When the KMT government passed the ban on the use of Japanese, Taiwanese writers practically lost the ability to write. Chung Li-ho was one of the first Taiwanese writers to receive recognition because he was able to write in Chinese, having lived in China for many years when Taiwan was under Japanese colonial rule. In 1956, his novel Lishan Farm was awarded a prize by the Chinese Literature and Arts Award Committee. Some of Chung’s works are in the vein of nostalgic literature, describing his memories of living in China, while others are about the rural landscape of Taiwan; the narratives mix Chinese and Taiwanese dialects, like the nativist literature that would take off in the 1970s.

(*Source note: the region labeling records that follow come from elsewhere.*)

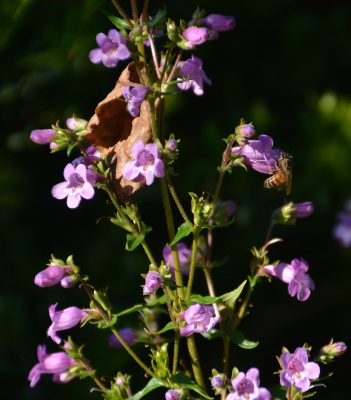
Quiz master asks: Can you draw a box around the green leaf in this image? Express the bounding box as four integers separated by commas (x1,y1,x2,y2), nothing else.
172,372,213,400
126,233,145,251
107,15,130,29
220,280,247,308
170,222,193,246
229,330,260,350
148,7,167,28
190,293,220,304
114,304,146,318
128,378,164,400
149,321,174,335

Wenyou Tongxun (Literary Friends Communications), founded in 1957, was a small-scale publication featuring the works of Taiwanese writers and information on their activities. Although it had only a small circulation, in a very difficult time it supported the literary activities of the first generation of post-war nativist writers including Zhong Zhaozheng, Chen Huoquan and Liao Qingxiu.

Caption: Short biographies and self-introductions by Chen Huoquan, Liao Qingxiu, Chung Li-ho, and Zhong Zhaozheng in Issue 2 of the Wenyou Tongxun (Literary Friends Communications). Courtesy of the Chung Li-ho Culture and Education Foundation.

Caption: Manuscript of Chung Li-ho’s Lishan Farm. Courtesy of the Chung Li-ho Culture and Education Foundation.

Western literary thought started to make its way to Taiwan in the early 1950s. Ji Xi'an’s Xiandaishi (Modernist Poetry, 1953), the Lanxing Zhoukan (Blue Star Weekly), founded by Qin Zihao and Yu Guangzhong in 1954, and the Chuangshiji (Epoch Poetry Quarterly), founded by Luo Fu, Ji Xi'an, and Chang Mo in 1954, all translated and promoted creative writing methods and literary thought from the US and Europe. The Wenxue Zazhi (Literary Review) founded by Xia Ji'an in 1956 also played an important role in spreading Western literary theory and translations of Western works of different styles. Together with his brother Xia Zhiqing, Xia Ji'an established a new paradigm for literary criticism in Taiwan and laid the foundations for modernist literature in Taiwan, which would continue to develop in the 1960s.

Caption: Inaugural issue of the Wenxue Zazhi (Literary Review). Collection of the National Museum of Taiwan Literature.

Overall, the period from 1945 to 1960 saw a rupture between Taiwanese literature and the Taiwanese writers and works of the Japanese colonial era. Following this, the development of Taiwanese literature started to merge with that of modern Chinese literature. However, even though the dominant writers were Chinese who had fled to Taiwan from Communist China, this modern Chinese literature was itself different from the new literature tradition developing on the Chinese mainland because most works that were not right-wing were banned from publication in Taiwan.

Emerging writers learned from new Chinese literature and foreign literary works translated in China and Taiwan, and also from each other. In the early post-war period, the development of Taiwanese literature was characterized by a transition and new attempts to merge different styles, whether in terms of language, literary format, or subject matter. Taiwanese literature of this period shed the vestiges of classical Chinese and the unnatural Westernized vocabulary seen in new Chinese literature, and developed a simple and elegant vernacular Chinese writing style, while the literary format also replaced the complex repetition of traditional Chinese fiction. The roots of many features of the Taiwanese literature to come can be traced back to the 1950s.